However, if there are NA values, following are the recommended approach.
Exlcude them using R code: na.rm=TRUE -> Generally used on vector
Use default values that is pre-defined based on domain knowledge. Usual suspects are 0, -1 or 9999999999
Recode the missing value with a mean/ median value of that variable
Omit the records with missing value: na.omit(df) -> Subset the dataset
Before jumping into visual analysis, sometimes it is useful to look at frequency of important variables. In this context, town, flat_type, floor area sqm and storey_range are identified.

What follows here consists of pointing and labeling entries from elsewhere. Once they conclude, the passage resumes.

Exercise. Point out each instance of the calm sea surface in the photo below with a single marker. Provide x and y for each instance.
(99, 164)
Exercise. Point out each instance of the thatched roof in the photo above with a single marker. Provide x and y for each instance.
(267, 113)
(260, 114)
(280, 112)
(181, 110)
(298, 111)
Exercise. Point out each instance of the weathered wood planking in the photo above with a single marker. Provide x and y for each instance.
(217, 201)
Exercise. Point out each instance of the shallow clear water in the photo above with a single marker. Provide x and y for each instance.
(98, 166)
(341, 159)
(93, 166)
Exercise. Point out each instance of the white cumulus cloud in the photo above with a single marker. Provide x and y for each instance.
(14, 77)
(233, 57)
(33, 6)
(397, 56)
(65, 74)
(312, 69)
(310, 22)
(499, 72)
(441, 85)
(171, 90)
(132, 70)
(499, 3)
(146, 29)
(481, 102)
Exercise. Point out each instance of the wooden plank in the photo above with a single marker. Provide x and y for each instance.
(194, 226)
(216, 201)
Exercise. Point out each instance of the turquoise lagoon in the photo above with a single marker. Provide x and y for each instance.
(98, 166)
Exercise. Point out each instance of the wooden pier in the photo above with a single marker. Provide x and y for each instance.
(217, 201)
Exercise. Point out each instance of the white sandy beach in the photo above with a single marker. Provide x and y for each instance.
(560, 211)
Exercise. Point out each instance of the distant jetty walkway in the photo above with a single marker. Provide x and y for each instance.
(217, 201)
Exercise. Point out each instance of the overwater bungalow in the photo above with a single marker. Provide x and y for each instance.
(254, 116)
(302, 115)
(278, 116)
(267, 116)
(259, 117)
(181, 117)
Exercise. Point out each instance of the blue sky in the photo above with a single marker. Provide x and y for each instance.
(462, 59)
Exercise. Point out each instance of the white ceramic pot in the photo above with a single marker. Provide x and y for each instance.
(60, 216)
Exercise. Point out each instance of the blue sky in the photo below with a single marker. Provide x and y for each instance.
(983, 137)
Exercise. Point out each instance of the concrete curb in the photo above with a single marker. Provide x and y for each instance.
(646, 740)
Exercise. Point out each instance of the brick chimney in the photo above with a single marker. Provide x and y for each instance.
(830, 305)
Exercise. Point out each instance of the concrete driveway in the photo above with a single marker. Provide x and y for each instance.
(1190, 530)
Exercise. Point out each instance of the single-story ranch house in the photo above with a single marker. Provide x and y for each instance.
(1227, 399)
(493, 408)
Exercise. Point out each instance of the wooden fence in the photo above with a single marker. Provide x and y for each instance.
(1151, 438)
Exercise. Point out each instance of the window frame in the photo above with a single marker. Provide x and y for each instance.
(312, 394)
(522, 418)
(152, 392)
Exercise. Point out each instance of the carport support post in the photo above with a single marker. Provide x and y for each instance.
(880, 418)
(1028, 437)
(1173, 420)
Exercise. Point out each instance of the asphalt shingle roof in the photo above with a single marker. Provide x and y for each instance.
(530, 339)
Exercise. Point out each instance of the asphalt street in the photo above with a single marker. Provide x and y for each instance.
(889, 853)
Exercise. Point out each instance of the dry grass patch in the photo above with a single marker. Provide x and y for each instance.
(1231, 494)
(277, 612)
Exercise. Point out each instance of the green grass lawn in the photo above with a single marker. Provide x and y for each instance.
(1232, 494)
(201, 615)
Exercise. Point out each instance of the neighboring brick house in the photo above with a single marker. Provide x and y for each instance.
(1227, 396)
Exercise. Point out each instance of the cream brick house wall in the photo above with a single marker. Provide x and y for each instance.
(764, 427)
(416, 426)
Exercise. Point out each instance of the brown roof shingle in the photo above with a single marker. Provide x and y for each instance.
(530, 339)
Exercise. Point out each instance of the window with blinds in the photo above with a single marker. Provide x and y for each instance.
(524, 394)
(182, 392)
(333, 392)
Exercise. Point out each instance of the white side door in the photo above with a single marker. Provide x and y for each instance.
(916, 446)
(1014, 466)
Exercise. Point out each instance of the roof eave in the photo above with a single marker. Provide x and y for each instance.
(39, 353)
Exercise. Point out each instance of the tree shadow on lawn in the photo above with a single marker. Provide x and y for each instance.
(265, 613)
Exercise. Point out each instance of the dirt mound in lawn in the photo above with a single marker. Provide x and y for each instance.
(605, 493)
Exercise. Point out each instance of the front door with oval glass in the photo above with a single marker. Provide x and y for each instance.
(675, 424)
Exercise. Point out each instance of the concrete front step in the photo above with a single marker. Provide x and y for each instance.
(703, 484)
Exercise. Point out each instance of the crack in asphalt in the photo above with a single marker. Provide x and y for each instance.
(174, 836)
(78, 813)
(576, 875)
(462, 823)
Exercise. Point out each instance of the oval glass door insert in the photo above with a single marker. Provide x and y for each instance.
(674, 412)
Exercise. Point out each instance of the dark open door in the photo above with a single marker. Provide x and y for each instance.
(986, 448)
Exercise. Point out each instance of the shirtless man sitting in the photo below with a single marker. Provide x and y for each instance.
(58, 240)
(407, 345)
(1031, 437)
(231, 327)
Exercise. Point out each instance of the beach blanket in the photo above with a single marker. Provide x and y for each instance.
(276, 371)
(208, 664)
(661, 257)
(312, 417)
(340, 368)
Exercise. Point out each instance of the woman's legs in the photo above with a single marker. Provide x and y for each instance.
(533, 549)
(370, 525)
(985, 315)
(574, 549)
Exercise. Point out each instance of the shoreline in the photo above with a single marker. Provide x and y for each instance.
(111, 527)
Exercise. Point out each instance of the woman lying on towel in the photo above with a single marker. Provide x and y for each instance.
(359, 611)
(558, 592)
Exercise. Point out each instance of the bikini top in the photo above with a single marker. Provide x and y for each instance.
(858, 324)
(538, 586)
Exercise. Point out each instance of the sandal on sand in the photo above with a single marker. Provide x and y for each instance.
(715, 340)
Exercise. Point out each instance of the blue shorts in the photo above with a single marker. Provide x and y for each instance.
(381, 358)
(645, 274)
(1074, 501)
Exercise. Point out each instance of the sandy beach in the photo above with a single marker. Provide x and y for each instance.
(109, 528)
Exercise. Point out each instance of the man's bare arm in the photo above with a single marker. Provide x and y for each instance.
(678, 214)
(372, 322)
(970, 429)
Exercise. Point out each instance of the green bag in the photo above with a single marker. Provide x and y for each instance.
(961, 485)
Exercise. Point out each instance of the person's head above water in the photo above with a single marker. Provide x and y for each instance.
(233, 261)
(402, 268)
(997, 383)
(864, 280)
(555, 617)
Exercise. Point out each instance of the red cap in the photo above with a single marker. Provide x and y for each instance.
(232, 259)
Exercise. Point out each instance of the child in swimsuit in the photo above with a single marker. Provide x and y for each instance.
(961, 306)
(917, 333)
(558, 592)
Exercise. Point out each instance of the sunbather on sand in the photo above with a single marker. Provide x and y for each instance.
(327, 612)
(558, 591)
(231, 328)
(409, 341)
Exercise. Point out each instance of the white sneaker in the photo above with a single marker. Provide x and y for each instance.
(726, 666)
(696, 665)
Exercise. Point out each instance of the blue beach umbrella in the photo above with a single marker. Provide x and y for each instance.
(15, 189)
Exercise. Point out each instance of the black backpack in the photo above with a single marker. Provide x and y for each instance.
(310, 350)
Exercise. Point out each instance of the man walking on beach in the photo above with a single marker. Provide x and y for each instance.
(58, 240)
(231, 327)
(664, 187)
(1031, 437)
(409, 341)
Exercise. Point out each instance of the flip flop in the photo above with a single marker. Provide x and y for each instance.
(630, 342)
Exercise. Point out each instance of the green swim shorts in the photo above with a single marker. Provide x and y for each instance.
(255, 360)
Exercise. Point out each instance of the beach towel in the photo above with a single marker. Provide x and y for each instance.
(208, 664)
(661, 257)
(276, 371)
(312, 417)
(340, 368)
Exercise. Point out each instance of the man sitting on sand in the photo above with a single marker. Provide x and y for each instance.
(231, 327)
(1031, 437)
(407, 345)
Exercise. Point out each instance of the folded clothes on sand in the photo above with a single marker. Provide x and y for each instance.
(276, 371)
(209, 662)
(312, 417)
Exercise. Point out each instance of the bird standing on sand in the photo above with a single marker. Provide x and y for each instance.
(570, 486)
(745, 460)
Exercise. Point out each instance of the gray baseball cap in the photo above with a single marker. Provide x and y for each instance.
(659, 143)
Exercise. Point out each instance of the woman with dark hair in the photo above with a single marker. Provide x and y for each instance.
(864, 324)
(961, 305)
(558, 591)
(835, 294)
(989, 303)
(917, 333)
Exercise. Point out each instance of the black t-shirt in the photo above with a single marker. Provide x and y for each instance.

Based on basic domain understanding and assumption, these are important factors that are often considered which may affect the resale pricing. For illustration sake, we run the results below to show the frequency and distribution for each variables.
table(df$town)
##
## ANG MO KIO BEDOK BISHAN BUKIT BATOK
## 2370 2972 960 1934
## BUKIT MERAH BUKIT PANJANG BUKIT TIMAH CENTRAL AREA
## 1884 1704 137 504
## CHOA CHU KANG CLEMENTI GEYLANG HOUGANG
## 2192 1179 1306 2408
## JURONG EAST JURONG WEST KALLANG/WHAMPOA MARINE PARADE
## 1092 3778 1520 299
## PASIR RIS PUNGGOL QUEENSTOWN SEMBAWANG
## 1530 2647 1298 1325
## SENGKANG SERANGOON TAMPINES TOA PAYOH
## 3502 1075 3299 1571
## WOODLANDS YISHUN
## 3499 2852
table(df$flat_type)
##
## 1 ROOM 2 ROOM 3 ROOM 4 ROOM
## 12 504 12517 19953
## 5 ROOM EXECUTIVE MULTI-GENERATION
## 11912 3931 8
table(df$storey_range)
##
## 01 TO 03 04 TO 06 07 TO 09 10 TO 12 13 TO 15 16 TO 18 19 TO 21 22 TO 24
## 8897 11423 10679 9347 4385 1867 807 578
## 25 TO 27 28 TO 30 31 TO 33 34 TO 36 37 TO 39 40 TO 42 43 TO 45 46 TO 48
## 313 194 83 101 88 48 8 13
## 49 TO 51
## 6
Based on above findings, these will give some directions on the distribution and potential outliers (such as outlier or influential outlier).
Next, visualise analysis - number of transactions by month.
ggplot(df,aes(x=month))+geom_bar(color='darkblue', fill='lightblue') + theme(axis.text.x= element_text(angle=90,hjust=1)) + ggtitle("No. of transactions by month")
Above plot observed the following findings:
For the past 3 years+, there seem to have a seasonal trend for resale housing.
Generally, there will be a dip during Chinese New Year (CNY) period and a spike around October.
On a year-on-year basis, annual transaction for each year is trending higher.
During July 2018, there is a big spike of around 2.5k transactions. Most likely due to some external factors or news such as new policy. Required further investigation.
df$year<- as.factor(substr(df$month,1,4))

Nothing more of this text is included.